Çaylarımızı içerken fotoğraf ve telefonlarımızla fazla
uğraşmayıp günün tadını çıkaralım dedim. Biraz uyduk bu kararımıza, bizimki
profesyonel makina ile çektiği için onu çok engellemedim ama. Bu yazı için fotoğraf istedim ama
istediklerimi vermedi hain:)
Çaylardan sonra, kılavuz ufak ve sıradan bir çarşı olduğunu
beyan etse de Ali Paşa Çarşısı'na
girdik. Selimiye ziyareti için eşarp
koymayı unutmuştum çantama. Beş liraya şık bir eşarp aldım. Vakit sınırlı
olunca oyalanamadım tabii. Yoksa biz kadınlar severiz böyle incikli boncuklu
yerlerde dolaşmayı:) 2.5 liraya da bir ahşap Edirne magneti aldım, illa somut
bir hatıra olsun istedim.
Çarşıdan caddeye doğru çıkınca Selimiye zaten görünüyor.
Bahsettiğim yerler aynı meydanın çevresinde zaten. Yakın yerler.

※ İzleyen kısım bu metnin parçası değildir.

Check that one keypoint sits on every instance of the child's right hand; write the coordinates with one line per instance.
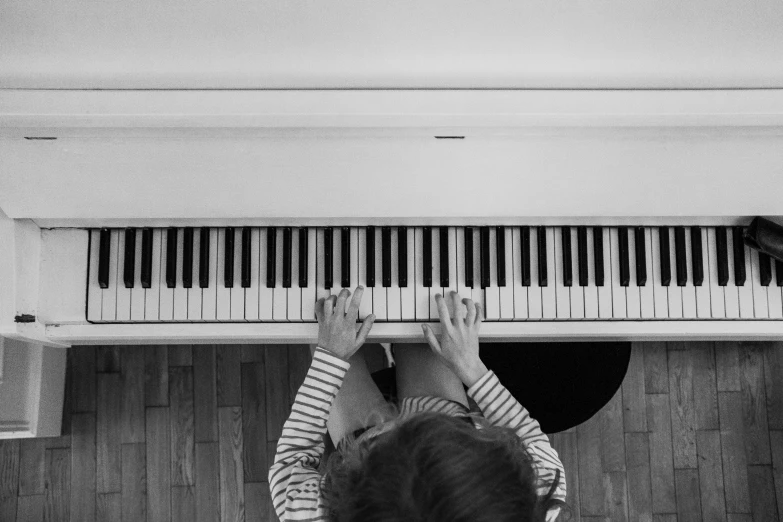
(458, 346)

Selimiye'nin hemen yanıbaşında Üç Şerefeli Camii vardı ama onu ziyaret etmek istemedim. Vakit de -biliyorsunuz
artık- dardı:)
Selimiye'nin bulunduğu alanda çevre düzenlemesi olacağını
bildiren yazıları görünce ne hikmetse düzenleye düzenleye bitiremiyorlar böyle
yerleri diye aklımdan geçirdim. Harput Kalesi, Üsküdar'daki adını şimdi hatırlamadığım camii... farklı yıllarda gördüğüm bu yerler hep düzenleme içindeydiler... Şimdi gitsem yine
aynı haldedirler eminim:)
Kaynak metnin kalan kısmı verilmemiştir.